I categorise each month of the vacation like a countdown: June is a write-off; after leaving on the 20-somethingth, these last few days of the month are the resetting back to northern mode after three months in Cambridge. July is ‘the visiting month’, the time of going back to college for open days and summer schools. It’s like the weird stage after the end of a relationship when you’re trying and failing to go no-contact after developing a strange Stockholm syndrome of dependency on the other person.
August is my birthday month, when I will finally reach the age of twenty like the rest of my cohort, which reminds me that soon I will return to my comrades in class ranks. The month when we all tell our friends, ‘let’s meet up’, before seeing a number so large on Trainline it must’ve been conjured by a random generator, then saying ‘we can wait a month or so’. That ‘so’ feels like a century.

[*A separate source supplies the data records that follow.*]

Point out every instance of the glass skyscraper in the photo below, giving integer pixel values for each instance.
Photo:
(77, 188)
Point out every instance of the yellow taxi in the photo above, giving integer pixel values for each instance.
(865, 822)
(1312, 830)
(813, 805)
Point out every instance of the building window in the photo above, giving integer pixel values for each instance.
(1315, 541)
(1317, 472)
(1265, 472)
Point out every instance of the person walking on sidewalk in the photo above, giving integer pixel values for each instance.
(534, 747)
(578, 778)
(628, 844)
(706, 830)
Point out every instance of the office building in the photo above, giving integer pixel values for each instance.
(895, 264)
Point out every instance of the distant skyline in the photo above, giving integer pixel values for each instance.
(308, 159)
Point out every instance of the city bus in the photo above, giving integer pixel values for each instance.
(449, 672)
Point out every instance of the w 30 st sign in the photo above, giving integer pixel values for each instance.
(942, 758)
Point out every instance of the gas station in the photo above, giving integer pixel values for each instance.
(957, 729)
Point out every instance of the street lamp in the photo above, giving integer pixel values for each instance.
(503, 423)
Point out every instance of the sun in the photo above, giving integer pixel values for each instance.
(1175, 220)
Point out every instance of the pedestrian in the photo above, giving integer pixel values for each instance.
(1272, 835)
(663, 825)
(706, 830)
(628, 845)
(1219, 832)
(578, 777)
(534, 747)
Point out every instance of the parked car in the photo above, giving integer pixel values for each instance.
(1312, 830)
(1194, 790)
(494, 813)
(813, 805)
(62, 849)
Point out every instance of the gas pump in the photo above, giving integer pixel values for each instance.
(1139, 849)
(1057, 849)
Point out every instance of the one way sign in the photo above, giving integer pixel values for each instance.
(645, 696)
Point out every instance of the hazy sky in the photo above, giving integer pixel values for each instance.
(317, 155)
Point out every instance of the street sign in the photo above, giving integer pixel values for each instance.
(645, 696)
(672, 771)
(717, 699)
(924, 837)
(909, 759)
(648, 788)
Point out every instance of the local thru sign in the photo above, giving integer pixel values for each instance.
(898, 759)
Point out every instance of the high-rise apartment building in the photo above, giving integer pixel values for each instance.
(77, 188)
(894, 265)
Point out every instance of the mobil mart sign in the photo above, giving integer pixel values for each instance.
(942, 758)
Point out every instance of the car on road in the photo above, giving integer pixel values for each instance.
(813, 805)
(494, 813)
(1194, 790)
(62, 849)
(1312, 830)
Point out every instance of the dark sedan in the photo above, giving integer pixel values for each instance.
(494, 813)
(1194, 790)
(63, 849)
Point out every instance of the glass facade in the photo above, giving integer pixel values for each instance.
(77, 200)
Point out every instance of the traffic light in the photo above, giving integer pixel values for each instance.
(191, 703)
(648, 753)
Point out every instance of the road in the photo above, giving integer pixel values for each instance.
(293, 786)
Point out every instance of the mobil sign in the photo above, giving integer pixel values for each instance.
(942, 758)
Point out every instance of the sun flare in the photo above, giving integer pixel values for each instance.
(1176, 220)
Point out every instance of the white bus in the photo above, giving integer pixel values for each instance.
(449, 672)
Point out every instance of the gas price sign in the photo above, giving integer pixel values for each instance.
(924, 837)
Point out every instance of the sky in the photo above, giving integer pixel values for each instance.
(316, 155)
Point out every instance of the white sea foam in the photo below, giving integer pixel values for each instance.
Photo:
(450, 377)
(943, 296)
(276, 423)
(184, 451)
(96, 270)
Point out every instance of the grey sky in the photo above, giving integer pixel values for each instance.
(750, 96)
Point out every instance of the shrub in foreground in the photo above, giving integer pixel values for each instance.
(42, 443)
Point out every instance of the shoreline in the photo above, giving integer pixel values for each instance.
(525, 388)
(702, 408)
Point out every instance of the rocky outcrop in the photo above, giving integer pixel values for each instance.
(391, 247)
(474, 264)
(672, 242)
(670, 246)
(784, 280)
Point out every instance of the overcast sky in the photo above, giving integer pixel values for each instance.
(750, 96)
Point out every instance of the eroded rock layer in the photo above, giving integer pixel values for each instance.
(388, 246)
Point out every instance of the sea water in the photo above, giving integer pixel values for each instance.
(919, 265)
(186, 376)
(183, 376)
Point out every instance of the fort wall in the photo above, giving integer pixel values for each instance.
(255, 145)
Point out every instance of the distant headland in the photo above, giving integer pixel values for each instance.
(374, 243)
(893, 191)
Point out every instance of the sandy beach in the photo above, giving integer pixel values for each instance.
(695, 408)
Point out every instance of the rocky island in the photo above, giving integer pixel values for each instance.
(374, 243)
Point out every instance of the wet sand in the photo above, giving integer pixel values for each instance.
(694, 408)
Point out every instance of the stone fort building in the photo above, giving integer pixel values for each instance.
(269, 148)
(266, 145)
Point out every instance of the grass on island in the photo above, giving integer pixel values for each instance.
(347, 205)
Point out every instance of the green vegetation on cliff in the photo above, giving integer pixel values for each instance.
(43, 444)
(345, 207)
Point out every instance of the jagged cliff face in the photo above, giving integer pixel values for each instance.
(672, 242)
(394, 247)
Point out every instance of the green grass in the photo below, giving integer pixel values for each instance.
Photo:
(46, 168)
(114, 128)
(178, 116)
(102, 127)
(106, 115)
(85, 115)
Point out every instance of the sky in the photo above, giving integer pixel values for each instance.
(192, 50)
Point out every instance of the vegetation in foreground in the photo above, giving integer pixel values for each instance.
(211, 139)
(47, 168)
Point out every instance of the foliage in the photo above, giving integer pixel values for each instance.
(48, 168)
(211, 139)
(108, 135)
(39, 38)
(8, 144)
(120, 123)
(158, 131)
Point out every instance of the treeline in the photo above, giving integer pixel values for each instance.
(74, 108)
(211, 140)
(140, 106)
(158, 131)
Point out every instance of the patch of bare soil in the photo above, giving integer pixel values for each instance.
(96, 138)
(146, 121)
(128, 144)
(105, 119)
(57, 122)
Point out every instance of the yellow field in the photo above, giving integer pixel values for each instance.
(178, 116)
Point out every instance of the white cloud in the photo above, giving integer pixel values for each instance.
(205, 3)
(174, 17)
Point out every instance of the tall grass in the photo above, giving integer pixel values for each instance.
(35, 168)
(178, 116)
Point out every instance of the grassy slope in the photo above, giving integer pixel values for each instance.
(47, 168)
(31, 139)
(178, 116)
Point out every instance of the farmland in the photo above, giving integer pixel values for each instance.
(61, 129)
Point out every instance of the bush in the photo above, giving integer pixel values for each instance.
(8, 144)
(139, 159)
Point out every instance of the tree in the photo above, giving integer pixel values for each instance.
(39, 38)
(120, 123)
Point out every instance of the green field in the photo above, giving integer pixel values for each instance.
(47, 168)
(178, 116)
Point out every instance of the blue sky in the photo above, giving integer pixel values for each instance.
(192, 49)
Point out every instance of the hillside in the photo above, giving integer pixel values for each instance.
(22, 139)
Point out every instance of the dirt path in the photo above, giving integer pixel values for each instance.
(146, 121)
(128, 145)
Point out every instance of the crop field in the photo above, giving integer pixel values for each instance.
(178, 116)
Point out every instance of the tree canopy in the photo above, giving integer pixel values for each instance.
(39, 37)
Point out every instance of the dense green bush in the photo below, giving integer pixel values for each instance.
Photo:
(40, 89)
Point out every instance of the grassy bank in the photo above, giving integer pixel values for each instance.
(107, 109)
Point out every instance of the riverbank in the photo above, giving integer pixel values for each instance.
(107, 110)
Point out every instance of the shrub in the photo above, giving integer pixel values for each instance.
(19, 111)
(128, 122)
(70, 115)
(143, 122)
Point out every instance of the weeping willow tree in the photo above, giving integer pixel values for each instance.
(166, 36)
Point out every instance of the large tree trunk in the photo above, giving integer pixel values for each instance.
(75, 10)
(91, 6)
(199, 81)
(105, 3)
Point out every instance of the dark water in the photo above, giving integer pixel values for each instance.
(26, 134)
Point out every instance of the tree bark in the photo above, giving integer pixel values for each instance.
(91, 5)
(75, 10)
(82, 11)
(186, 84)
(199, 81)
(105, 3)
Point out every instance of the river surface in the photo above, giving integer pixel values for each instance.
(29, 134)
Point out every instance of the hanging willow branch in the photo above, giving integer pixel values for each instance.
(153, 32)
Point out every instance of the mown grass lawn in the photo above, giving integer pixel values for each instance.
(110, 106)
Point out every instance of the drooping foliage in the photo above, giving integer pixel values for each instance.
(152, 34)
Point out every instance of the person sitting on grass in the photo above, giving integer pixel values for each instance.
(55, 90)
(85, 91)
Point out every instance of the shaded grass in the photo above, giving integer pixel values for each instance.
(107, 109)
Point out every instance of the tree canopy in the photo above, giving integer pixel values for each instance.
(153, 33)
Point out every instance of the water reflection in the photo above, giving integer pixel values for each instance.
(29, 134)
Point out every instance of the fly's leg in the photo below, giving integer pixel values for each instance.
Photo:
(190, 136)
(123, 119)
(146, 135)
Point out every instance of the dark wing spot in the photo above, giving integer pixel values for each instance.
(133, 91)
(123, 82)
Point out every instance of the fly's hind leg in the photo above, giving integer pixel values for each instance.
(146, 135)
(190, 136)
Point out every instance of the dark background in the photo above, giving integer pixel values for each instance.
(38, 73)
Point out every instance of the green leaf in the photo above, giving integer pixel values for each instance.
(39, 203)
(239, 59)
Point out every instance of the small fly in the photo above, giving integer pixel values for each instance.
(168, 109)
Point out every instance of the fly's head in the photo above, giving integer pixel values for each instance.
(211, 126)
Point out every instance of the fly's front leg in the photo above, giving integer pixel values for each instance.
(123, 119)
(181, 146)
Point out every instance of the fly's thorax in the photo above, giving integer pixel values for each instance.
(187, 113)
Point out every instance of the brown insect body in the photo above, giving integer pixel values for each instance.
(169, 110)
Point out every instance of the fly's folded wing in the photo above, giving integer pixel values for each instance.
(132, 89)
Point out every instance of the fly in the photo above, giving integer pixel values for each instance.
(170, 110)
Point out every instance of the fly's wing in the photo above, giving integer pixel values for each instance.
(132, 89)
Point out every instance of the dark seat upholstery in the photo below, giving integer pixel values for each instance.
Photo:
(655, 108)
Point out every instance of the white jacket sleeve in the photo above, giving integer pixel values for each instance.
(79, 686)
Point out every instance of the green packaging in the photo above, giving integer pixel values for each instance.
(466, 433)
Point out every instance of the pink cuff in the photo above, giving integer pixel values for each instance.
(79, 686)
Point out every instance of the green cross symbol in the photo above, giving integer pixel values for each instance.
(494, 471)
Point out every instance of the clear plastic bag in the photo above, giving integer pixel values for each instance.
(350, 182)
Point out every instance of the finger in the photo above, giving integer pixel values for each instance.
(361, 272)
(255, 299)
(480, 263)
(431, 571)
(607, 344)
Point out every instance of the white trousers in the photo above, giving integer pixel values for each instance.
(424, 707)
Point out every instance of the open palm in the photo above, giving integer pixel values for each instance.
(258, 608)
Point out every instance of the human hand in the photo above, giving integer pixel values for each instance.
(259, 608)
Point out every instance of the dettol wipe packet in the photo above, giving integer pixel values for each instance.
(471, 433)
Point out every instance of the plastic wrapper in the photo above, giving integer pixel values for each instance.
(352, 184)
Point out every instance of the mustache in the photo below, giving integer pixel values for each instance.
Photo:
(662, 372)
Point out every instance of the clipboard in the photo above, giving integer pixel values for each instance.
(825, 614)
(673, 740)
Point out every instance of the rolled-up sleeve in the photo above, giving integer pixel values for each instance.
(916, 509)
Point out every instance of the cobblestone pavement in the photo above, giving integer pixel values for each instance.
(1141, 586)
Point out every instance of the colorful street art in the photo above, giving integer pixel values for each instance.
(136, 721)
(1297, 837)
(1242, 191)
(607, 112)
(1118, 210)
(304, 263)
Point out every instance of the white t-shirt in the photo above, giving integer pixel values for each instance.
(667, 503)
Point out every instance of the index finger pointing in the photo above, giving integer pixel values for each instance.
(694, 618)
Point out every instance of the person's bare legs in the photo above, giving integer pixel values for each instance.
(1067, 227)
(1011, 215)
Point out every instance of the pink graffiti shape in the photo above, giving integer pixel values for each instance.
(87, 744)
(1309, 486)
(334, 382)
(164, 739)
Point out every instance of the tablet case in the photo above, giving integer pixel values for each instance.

September is ‘the nearly-there month’, when I will make my final lists, buy the extra sets of cutlery that will inevitably go missing two weeks into Michaelmas and that I won’t realise are gone until I’ve just finished cooking, and when I start the reading I told myself I’d finish by the end of July.
Though the summer vacation is long and seemingly never-ending, it does end. Green leaves will turn amber. Ivy will start growing on towers of stone. Hot summer nights will begin to cool. I shall return in October.